Candida albicans n’a pas été traité, car il est le reflet de la dysbiose marquée chez cette chienne et non pas un pathogène à part entière.

Un suivi de la coprologie sur 3 selles, trois semaines plus tard, est négative.

Par la suite, le traitement corticoïdes est diminué progressivement, puis complètement arrêté sans récidive de la diarrhée ou de l’hypoalbuminémie. 

L’alimentation Purina Ha est conservée avec ajout de blancs d’œuf cuits et de courgettes, avec un score fécal optimal un mois après l’arrêt des corticoïdes. L’alfacalcidol est lui aussi conservé à cause d’une persistance d’une discrète hypocalcémie ionisée sous traitement. Son origine n’est pas investiguée (elle peut, par exemple, être secondaire à une perte digestive de vitamine D comme suspectée initialement ou une hypoparathyroïdie primaire).

DISCUSSION

Strongyloides stercoralis est un nématode présent dans le sol et endémique des régions tropicales et subtropicales, mais est de plus en plus présent en Europe. Il affecte principalement le chien et l’humain, avec un caractère zoonotique. Les signes cliniques peuvent être digestifs et respiratoires.
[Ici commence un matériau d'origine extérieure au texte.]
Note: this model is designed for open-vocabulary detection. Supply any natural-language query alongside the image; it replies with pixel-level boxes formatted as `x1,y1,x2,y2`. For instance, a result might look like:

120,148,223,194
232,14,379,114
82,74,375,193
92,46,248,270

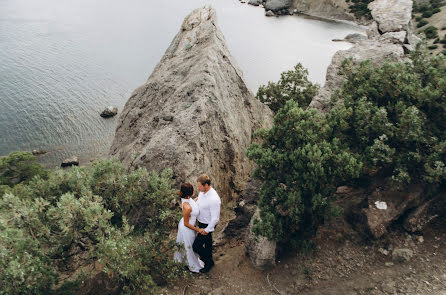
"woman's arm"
183,203,200,232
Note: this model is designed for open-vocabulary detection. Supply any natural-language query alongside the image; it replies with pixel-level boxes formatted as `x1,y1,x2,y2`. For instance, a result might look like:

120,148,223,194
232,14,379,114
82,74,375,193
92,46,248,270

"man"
192,174,221,273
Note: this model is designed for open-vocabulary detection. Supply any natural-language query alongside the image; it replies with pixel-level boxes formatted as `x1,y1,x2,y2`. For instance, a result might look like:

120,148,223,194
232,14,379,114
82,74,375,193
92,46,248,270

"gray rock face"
368,0,412,33
344,33,367,43
310,39,404,112
265,10,275,16
110,7,272,200
265,0,292,12
351,185,424,238
310,0,419,112
403,193,446,232
246,209,276,270
381,31,407,44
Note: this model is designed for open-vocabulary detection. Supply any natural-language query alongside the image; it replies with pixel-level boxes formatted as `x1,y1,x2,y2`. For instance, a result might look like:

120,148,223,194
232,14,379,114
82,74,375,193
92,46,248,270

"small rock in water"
32,149,48,156
101,106,118,118
60,156,79,167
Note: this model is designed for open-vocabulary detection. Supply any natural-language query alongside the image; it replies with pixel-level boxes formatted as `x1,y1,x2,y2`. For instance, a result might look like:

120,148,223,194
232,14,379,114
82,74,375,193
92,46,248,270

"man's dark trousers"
192,221,214,267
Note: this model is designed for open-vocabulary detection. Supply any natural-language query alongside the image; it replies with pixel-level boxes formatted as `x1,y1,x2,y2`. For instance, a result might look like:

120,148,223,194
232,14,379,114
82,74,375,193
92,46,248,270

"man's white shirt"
197,187,221,233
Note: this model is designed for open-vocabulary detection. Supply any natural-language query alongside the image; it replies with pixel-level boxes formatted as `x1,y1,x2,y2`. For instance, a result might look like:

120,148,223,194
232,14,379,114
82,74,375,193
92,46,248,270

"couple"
174,174,221,273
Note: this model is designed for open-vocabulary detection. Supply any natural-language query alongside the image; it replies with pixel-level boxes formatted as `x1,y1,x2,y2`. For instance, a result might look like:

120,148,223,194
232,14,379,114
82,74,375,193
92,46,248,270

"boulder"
32,149,48,156
110,7,272,201
60,156,79,167
246,209,277,270
310,39,406,112
292,0,355,21
367,21,381,39
224,179,260,237
368,0,412,34
101,106,118,118
265,0,292,12
344,33,367,43
403,193,446,232
248,0,262,6
265,10,275,16
392,248,413,262
349,185,424,238
381,31,407,44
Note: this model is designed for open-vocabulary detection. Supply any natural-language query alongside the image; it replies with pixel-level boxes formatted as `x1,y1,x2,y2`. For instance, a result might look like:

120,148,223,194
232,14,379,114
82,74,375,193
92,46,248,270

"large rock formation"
310,0,419,112
292,0,355,21
368,0,412,33
110,7,272,200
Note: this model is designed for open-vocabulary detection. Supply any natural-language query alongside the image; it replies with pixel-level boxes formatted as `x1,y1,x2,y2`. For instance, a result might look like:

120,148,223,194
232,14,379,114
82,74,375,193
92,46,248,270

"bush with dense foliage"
251,51,446,246
347,0,373,19
0,152,47,195
328,51,446,186
0,155,183,294
424,26,438,39
247,100,361,242
256,63,319,113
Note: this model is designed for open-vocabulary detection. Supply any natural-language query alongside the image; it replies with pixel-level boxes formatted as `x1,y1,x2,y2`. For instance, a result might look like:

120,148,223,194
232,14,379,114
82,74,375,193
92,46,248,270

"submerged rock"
292,0,355,21
60,156,79,167
110,7,272,200
265,0,292,12
101,106,118,118
310,39,404,112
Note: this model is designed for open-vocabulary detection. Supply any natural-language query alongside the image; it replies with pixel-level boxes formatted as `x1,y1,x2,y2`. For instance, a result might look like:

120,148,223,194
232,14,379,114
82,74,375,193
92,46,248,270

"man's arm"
204,195,221,233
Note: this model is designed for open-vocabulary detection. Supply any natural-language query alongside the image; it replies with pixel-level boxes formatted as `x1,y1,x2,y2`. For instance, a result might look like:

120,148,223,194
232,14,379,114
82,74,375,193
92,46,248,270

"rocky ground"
160,207,446,295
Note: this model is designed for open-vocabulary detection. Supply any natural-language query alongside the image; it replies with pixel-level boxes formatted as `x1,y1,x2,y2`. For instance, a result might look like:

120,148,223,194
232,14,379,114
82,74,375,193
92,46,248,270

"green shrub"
256,63,319,113
247,50,446,244
0,160,182,294
247,100,361,243
349,0,373,19
424,26,438,39
330,51,446,187
417,19,429,28
0,152,47,190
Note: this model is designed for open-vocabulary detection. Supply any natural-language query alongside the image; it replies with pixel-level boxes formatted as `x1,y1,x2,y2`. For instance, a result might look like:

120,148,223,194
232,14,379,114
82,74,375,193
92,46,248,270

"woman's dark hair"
178,183,194,198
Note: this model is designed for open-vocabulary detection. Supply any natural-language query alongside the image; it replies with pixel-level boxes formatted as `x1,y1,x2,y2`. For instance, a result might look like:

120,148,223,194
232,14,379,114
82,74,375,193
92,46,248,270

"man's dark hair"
197,174,211,185
178,183,194,198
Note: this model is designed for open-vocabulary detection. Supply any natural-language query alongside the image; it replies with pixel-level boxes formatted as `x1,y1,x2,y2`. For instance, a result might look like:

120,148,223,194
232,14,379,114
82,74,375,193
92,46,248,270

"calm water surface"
0,0,363,166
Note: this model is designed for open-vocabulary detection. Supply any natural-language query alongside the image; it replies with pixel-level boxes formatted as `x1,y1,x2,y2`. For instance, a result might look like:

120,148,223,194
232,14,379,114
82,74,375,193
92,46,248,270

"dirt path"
160,215,446,295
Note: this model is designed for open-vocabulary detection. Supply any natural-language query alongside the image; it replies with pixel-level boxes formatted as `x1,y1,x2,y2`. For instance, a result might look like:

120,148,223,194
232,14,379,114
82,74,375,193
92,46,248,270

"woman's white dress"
174,198,204,272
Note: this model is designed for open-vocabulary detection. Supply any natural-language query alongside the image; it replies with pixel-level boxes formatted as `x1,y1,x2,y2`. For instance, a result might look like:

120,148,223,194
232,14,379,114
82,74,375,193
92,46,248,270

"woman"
174,183,204,272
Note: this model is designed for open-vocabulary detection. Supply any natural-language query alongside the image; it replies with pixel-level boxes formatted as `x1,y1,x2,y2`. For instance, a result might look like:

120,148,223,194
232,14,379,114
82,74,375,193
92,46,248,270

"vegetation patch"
346,0,373,19
0,156,183,294
251,50,446,245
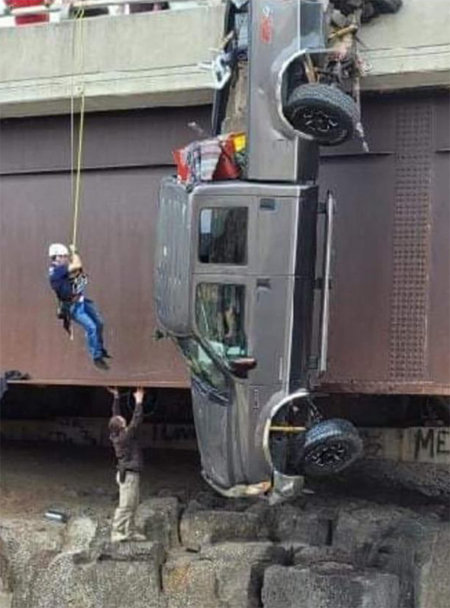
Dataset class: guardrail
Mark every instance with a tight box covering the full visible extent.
[0,0,223,26]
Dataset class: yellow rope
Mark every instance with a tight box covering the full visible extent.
[71,87,86,247]
[70,9,85,247]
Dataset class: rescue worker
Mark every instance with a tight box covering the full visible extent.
[48,243,110,370]
[108,388,146,543]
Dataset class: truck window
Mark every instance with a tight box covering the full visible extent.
[195,283,247,363]
[198,207,248,265]
[177,338,226,393]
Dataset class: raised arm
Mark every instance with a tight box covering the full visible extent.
[107,387,120,416]
[127,388,144,435]
[69,245,83,272]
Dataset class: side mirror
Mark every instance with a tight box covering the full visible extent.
[229,357,257,378]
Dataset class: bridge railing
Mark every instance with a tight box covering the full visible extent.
[0,0,223,27]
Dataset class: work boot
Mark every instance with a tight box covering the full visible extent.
[94,357,109,371]
[128,532,147,542]
[111,532,130,543]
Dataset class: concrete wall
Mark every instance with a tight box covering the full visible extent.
[0,0,450,117]
[0,6,223,117]
[361,0,450,90]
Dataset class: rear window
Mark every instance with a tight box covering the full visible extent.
[198,207,248,265]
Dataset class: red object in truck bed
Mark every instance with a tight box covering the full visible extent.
[5,0,50,25]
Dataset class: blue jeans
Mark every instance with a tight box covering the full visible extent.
[70,298,104,359]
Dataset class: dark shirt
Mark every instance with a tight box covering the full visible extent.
[109,399,144,473]
[48,264,72,301]
[48,264,87,302]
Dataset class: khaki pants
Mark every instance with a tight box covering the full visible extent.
[111,471,139,538]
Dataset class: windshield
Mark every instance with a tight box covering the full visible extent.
[177,338,227,393]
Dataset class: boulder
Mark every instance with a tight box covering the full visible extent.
[180,509,269,551]
[19,543,165,608]
[270,504,333,546]
[136,496,180,549]
[0,518,65,608]
[262,562,399,608]
[163,542,288,608]
[64,516,98,551]
[334,506,450,608]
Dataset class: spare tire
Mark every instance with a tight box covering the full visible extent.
[431,397,450,426]
[303,418,363,476]
[372,0,403,13]
[283,83,360,146]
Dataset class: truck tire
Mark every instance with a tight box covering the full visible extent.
[372,0,403,13]
[284,83,360,146]
[303,418,363,476]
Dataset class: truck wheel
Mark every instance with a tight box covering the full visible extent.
[303,418,363,476]
[284,83,360,146]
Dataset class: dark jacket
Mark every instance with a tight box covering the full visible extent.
[109,399,144,475]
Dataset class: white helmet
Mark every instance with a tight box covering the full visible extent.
[48,243,69,258]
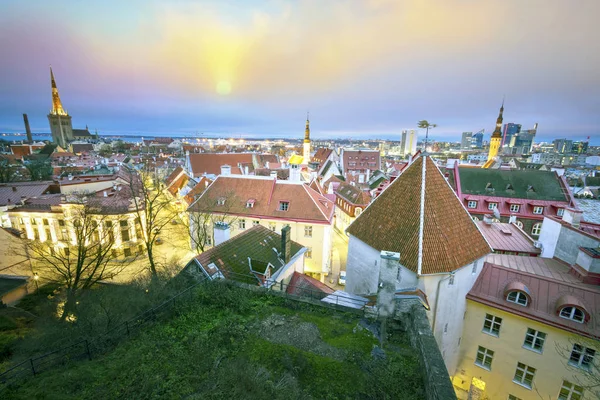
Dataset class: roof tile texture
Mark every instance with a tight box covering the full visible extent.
[347,157,491,274]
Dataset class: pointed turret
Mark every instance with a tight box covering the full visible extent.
[50,67,67,115]
[302,113,310,164]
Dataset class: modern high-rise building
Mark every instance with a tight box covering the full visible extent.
[460,132,473,150]
[552,139,573,153]
[400,129,417,156]
[48,67,73,148]
[501,122,521,148]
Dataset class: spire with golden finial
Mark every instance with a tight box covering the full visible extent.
[492,97,504,137]
[304,112,310,143]
[50,67,67,115]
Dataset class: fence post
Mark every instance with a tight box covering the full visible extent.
[85,339,92,361]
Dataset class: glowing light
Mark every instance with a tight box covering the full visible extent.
[217,81,231,96]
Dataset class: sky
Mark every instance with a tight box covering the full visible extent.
[0,0,600,144]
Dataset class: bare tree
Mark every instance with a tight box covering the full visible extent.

Leur gravité varie entre individus en fonction de leur système immunitaire, pouvant aller jusqu’au décès de l’animal. L’infection peut se faire de façon transcutanée ou par l’ingestion de la larve L3 à partir de l’environnement (ou par voie transmammaire) suivie par une migration trachéale ou somatique de la larve. Le fenbendazole peut être utilisé pour le traitement, mais, très souvent, ne permet pas d’éliminer le parasite. L’ivermectine ou la moxidectine peuvent aussi être employées, avec une efficacité variable.

En ayant traité à l’aveugle avec du fenbendazole et en n’ayant pas réalisé de coprologie, nous sommes passés par 2 fois à côté du diagnostic. Une amélioration transitoire a été observée grâce aux traitements mis en place, dont le fenbendazole, mais le parasite Strongyloides stercoralis est bien souvent résistant aux vermifuges classiques et une résolution complète des symptômes digestifs n’a pu être observée qu’après un traitement d’ivermectine en combinaison avec un troisième traitement de fenbendazole. Une coprologie systématique est donc recommandée dans ce type de cas, avant la mise en place de vermifuge.

L’alimentation ayant aussi été changée à ce moment-là (passage d’un aliment à visée digestive à un à visée hypoallergénique), il reste néanmoins possible que la résolution complète des symptômes digestifs ayant permis l’arrêt de la ciclosporine et des corticoïdes soit le fait du changement alimentaire. Cependant, les symptômes digestifs étant tellement sévères et aigus au moment des crises sans un changement alimentaire connu avant celles-ci, cela paraît peu probable.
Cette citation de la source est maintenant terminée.